Quand j’étais gosse, ça s’appelait de la gymnastique ; maintenant c’est une posture relaxante : on vit une époque formidable pensai-je par devers moi.

« Ah ! poursuivit-il enthousiaste : et bien sûr il y a le coup de l’ampoule au plafond ! »

Je le regardai, un peu décontenancé ; cet élément matériel issu du quotidien me semblait faire une irruption incongrue dans l’apaisant paysage spirituel qu’il venait de me brosser.

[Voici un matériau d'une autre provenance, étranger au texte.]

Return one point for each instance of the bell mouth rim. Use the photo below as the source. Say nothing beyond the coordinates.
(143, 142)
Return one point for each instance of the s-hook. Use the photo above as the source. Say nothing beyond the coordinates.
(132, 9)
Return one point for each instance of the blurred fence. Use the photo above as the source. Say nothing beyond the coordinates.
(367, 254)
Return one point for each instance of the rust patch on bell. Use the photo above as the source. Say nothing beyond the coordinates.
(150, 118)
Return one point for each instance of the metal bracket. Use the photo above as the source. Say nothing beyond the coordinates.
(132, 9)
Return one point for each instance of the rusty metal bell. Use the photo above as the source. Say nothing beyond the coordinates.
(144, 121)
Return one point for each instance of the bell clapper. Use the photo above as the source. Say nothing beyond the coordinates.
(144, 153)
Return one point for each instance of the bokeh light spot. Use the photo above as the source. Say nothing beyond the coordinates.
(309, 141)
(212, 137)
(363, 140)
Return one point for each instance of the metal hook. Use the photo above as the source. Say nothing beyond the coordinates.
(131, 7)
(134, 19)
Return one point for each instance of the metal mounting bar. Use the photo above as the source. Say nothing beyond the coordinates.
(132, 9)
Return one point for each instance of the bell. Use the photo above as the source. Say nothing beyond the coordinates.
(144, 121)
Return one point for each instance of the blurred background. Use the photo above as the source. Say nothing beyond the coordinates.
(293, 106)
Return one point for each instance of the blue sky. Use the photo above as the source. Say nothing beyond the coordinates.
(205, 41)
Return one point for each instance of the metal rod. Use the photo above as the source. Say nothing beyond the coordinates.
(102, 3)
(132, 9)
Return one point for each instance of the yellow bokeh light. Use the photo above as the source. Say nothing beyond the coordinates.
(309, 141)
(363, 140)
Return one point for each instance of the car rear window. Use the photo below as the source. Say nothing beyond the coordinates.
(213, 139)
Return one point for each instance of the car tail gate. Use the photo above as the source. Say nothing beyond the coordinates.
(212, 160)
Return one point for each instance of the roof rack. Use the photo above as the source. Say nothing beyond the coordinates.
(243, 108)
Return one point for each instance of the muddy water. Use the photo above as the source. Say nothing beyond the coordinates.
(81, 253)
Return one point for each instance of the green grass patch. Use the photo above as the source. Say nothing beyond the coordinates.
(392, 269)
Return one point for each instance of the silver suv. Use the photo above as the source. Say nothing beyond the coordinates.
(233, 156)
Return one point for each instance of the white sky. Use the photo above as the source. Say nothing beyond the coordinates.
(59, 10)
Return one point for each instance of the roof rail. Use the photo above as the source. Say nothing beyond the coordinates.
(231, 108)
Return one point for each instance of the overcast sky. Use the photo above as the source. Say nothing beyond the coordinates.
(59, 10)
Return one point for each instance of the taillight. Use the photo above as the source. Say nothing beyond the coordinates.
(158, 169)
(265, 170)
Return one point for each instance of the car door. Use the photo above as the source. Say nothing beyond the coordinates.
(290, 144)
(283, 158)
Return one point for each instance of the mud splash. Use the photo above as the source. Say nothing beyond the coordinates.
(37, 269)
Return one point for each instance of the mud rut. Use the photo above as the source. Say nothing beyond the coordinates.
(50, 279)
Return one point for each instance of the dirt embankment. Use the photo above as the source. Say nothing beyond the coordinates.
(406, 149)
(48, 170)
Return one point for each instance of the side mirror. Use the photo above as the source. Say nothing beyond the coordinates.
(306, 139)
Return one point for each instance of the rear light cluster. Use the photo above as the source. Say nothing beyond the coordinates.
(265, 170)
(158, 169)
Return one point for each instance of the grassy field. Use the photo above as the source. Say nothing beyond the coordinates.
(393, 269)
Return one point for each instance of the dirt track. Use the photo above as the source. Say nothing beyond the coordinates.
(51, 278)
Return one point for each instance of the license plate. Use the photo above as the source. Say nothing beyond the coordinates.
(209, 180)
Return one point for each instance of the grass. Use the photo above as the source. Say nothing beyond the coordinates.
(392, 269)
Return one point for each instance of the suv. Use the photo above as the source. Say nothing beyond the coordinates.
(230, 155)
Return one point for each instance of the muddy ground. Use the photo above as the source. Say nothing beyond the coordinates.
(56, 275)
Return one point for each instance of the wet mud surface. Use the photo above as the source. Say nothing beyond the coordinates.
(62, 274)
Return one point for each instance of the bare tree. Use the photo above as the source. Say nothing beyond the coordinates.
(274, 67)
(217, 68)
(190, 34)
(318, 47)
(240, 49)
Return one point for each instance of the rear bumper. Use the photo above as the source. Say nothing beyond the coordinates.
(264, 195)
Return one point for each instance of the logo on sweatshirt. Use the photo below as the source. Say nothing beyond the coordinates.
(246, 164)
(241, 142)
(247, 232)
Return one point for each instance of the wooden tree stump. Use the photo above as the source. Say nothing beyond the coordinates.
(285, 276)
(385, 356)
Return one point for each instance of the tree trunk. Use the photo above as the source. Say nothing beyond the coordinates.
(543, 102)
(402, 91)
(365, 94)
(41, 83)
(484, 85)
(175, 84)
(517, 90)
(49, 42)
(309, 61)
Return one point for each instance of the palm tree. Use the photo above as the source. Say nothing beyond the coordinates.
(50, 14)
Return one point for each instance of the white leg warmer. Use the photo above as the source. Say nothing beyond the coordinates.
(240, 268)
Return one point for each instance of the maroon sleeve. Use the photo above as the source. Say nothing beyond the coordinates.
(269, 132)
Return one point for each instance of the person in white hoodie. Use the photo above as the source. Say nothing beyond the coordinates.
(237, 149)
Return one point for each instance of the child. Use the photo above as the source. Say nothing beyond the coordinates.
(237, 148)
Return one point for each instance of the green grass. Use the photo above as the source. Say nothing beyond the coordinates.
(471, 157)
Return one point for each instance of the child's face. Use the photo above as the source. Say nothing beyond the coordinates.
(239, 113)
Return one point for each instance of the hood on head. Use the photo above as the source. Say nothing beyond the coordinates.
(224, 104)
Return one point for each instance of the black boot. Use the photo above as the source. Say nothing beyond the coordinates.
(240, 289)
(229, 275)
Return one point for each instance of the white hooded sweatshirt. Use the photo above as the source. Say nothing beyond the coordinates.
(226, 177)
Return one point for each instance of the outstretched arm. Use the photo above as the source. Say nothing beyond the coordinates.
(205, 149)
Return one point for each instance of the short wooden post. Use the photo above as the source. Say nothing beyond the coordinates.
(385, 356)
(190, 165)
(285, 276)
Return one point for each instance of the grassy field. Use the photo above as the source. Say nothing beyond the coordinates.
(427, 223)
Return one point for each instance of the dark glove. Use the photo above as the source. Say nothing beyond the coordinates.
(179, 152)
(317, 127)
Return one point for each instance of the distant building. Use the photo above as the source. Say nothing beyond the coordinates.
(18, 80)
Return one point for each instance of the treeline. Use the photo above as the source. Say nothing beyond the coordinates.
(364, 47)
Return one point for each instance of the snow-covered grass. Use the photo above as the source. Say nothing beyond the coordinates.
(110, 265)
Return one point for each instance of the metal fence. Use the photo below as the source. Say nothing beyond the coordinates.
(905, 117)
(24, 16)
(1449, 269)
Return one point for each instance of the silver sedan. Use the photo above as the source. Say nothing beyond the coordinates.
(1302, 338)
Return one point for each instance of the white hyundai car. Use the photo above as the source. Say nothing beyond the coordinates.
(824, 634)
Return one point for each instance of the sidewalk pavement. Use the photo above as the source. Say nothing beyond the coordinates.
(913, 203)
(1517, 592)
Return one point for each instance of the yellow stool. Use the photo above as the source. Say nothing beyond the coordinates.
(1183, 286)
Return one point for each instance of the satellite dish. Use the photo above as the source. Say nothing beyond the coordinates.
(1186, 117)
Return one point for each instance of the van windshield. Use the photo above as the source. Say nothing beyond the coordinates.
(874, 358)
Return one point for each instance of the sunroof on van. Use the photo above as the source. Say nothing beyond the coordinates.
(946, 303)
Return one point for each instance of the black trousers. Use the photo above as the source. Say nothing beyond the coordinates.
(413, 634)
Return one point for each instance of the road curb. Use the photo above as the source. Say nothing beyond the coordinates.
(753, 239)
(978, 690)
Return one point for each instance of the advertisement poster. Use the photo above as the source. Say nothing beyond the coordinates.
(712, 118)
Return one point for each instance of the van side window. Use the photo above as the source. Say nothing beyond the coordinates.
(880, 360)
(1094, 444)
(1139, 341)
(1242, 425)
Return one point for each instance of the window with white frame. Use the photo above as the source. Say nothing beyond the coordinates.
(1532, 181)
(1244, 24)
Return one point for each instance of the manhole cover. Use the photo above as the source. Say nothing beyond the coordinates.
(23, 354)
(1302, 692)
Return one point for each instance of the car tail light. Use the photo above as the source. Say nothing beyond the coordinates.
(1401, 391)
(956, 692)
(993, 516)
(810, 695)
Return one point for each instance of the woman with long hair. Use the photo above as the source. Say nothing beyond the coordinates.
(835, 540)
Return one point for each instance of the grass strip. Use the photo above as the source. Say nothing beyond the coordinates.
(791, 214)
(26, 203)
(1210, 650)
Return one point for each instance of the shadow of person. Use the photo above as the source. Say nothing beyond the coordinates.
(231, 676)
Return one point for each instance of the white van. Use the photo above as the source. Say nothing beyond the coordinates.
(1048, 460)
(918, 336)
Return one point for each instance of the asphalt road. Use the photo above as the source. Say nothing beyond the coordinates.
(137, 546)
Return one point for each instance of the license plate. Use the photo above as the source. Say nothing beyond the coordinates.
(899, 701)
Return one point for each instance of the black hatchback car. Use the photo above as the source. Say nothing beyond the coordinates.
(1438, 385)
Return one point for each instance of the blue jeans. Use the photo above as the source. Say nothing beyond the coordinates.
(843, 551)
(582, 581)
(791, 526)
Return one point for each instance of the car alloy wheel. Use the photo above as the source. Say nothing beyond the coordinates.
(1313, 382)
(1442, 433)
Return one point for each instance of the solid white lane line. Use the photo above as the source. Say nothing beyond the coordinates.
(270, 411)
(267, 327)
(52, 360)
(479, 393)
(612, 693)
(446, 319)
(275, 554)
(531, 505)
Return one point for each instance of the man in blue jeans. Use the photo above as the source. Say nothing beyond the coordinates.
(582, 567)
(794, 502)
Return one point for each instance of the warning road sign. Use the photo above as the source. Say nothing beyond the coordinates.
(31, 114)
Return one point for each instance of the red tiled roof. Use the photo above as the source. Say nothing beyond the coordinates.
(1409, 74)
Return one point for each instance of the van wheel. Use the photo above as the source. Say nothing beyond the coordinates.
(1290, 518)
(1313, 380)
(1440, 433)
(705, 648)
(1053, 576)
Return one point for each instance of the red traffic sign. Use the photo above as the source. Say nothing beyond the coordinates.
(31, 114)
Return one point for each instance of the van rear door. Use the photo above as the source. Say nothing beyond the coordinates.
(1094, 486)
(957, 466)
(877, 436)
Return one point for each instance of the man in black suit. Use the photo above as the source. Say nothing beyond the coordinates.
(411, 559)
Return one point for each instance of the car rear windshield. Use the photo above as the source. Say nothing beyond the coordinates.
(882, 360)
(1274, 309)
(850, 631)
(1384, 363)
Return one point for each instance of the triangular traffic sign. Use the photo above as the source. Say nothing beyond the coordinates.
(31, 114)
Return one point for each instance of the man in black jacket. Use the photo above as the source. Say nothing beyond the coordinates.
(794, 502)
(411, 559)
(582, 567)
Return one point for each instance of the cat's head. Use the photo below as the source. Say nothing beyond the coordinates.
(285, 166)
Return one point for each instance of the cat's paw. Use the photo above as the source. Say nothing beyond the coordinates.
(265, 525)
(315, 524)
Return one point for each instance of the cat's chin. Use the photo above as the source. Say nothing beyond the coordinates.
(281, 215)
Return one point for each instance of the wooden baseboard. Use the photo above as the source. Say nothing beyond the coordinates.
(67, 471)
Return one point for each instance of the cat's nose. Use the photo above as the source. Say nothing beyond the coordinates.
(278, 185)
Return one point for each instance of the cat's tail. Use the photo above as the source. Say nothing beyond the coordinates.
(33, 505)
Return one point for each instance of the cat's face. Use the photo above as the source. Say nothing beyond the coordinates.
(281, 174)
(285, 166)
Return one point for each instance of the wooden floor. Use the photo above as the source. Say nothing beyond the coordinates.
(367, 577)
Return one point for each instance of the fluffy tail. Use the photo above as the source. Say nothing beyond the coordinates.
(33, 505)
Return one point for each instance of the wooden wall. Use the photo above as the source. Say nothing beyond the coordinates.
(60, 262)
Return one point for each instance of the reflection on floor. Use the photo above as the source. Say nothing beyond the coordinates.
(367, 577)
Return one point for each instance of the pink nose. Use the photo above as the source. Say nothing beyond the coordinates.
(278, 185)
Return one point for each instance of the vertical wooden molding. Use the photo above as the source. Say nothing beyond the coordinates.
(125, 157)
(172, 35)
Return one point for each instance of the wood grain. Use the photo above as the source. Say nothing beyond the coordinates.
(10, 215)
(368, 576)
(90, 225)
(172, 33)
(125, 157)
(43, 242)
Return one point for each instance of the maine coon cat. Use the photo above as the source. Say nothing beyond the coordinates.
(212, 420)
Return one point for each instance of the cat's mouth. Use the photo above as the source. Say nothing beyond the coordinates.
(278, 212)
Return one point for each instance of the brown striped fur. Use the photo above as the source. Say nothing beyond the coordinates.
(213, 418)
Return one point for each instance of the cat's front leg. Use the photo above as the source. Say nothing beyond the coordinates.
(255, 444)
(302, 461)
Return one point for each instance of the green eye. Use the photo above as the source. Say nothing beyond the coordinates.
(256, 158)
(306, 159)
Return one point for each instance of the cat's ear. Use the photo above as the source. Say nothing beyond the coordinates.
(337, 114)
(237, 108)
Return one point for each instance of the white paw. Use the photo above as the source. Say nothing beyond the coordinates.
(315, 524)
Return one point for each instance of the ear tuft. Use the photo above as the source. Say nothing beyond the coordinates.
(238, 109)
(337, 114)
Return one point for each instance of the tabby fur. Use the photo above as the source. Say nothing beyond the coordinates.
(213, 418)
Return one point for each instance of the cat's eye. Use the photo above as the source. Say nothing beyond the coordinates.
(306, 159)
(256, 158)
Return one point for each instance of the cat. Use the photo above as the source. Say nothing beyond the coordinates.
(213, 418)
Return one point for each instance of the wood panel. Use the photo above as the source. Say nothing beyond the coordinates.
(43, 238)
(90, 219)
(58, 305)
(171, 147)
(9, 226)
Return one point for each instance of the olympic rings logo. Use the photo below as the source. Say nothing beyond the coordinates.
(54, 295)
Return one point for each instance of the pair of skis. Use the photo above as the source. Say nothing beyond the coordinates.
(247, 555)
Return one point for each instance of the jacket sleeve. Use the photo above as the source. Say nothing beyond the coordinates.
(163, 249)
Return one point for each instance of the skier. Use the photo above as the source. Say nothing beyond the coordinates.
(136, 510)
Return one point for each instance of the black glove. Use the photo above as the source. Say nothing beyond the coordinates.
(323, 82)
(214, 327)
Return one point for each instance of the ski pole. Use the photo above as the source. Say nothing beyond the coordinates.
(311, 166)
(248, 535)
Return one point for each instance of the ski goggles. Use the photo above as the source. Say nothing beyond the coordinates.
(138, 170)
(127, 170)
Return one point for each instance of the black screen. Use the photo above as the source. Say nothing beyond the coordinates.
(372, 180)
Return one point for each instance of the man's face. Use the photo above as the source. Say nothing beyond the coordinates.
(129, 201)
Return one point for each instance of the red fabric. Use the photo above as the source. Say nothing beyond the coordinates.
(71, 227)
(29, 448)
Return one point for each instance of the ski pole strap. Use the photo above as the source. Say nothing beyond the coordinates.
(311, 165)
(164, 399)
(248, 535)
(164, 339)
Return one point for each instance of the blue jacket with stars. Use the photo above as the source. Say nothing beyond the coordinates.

« Je te montre : tu pars de la position de départ, celle qu’on va appeler : la-posture-du-paysan-contemplant-les-semis-après-le-labour-le-soir-alors-que-le-soleil-se-couche-sur-les-plaines-de-la-Beauce », puis en prenant appui sur une jambe, tu vas lever ton bras homolatéral tout là haut, lentement, en l’élevant devant toi, le plus haut possible pour dévisser cette ampoule au plafond. »
« Tu te grandis au maximum, elle est vraiment loin l’ampoule, en plus c’est un modèle à baïonnette, tu essayes de l’atteindre, c’est pas facile. Pendant tout ce temps tu inspires à fond, tu comprimes bien ton diaphragme. Puis, une fois que tu as dévissé l’ampoule, tu ramènes ton bras sur le coté, en expirant tranquillement, jusqu’à vider tes poumons et revenir à la position du laboureur de tout à l’heure.
« Ah oui, une chose encore : quand tu chantes, bien campé sur tes jambes écartées, tu dois pousser pour projeter ta voix au loin, comme si tu étais sur le bord d’un fleuve et que tu voulais t’adresser à un type sur l’autre rive. Ce faisant, tu dois éprouver la même sensation, comment dire, que si tu allais à la selle. Mais bien sûr tu te retiens » crut-il bon de préciser.

Il se tut, laissa quelques secondes s’écouler, me sourit, se rassit, et s’alluma la cigarette qu’il avait demandé à Lolo.
« Au fait », rajouta-t-il,
« Penses à bien te racler la gorge pour éliminer les glaires au maximum et sors la langue à fond. Et là tu seras prêt. »

Subjugué par le discours de cet homme d’expérience, je buvais ses paroles tout en me promettant que je ne serais pas long à faire profiter de cet enseignement mes amies choristes. Ce qui ne saurait tarder puisque le lundi suivant donnerait lieu à une répète des chœurs à Ritchwood Hall.